7. 前記ブロックウレタンプレポリマーを得る工程において、前記芳香族ヒドロキシ化合物を、該芳香族ヒドロキシ化合物の水酸基が、前記脂肪族ジイソシアネート化合物のイソシアネート基１モルに対して０．９〜１．１モルとなるように添加する、請求項６に記載の樹脂組成物の製造方法。

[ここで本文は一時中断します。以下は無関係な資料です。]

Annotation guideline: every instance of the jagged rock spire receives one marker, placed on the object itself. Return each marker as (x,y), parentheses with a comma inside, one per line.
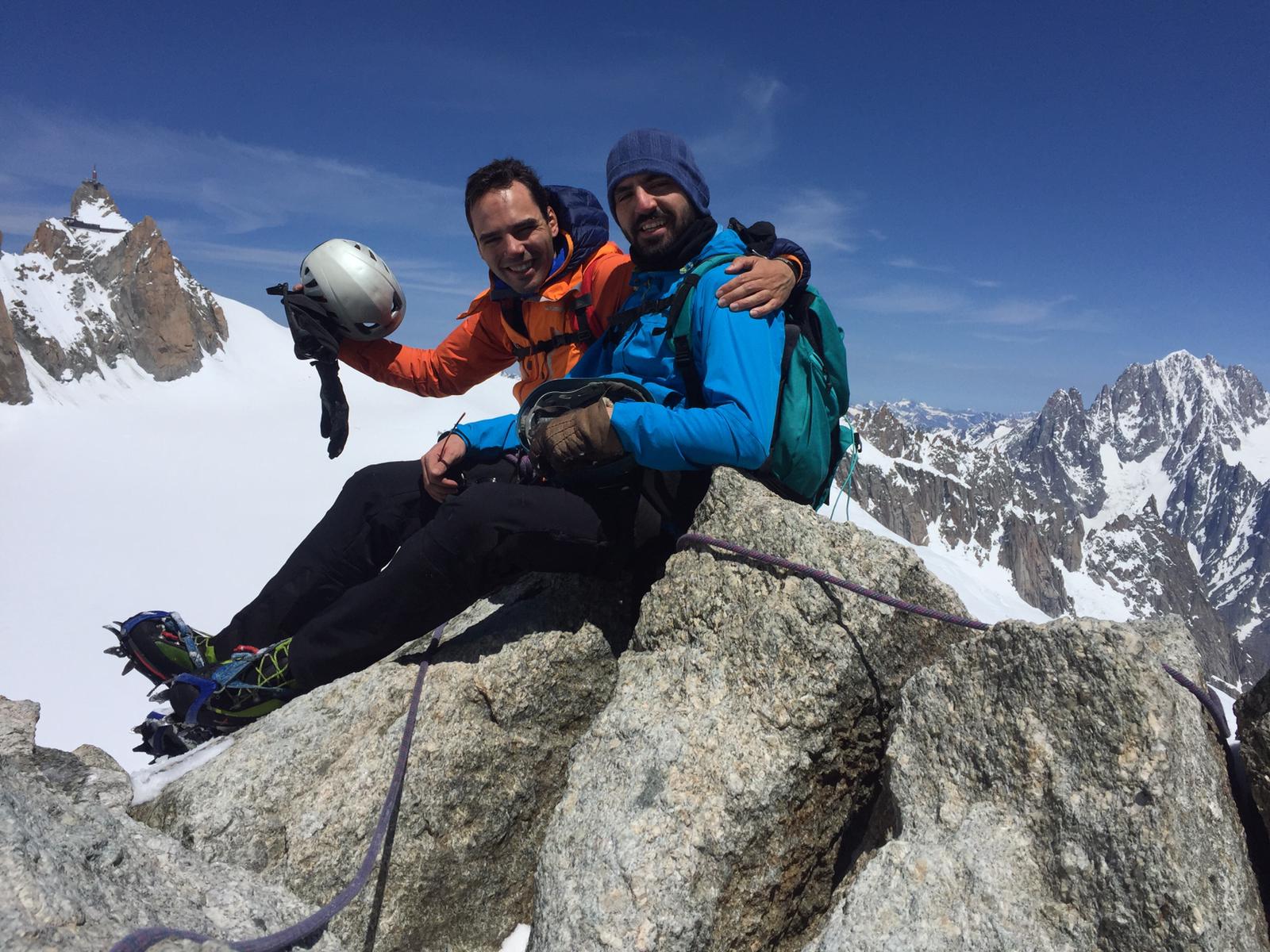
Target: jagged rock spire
(92,192)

8. 請求項１〜５のいずれか１項に記載の樹脂組成物及び熱伝導性無機フィラーを含む混合組成物が硬化してなる樹脂シートであり、
   ＪＩＳ Ｋ ７３１２：１９９６の硬さ試験タイプＣに準拠して測定した硬さが９５以下である、熱伝導性軟質シート。
9. 前記熱伝導性無機フィラーが、アルミニウムキレート化合物で表面処理されている、請求項８に記載の熱伝導性軟質シート。
10. 請求項８又は９に記載の熱伝導性軟質シートの製造方法であって、
    前記樹脂組成物と、少なくとも、前記熱伝導性無機フィラーとを混合し、前記混合組成物を調製する工程と、
    前記混合組成物を捏和し、圧延して、未硬化の前駆体を得る工程と、
    前記前駆体を１２０〜２５０℃で加圧して硬化させることにより、前記熱伝導性軟質シートを得る工程とを含む、熱伝導性軟質シートの製造方法。
11. 請求項８又は９に記載の熱伝導性軟質シートが、発熱体と放熱体とで挟装されている放熱構造。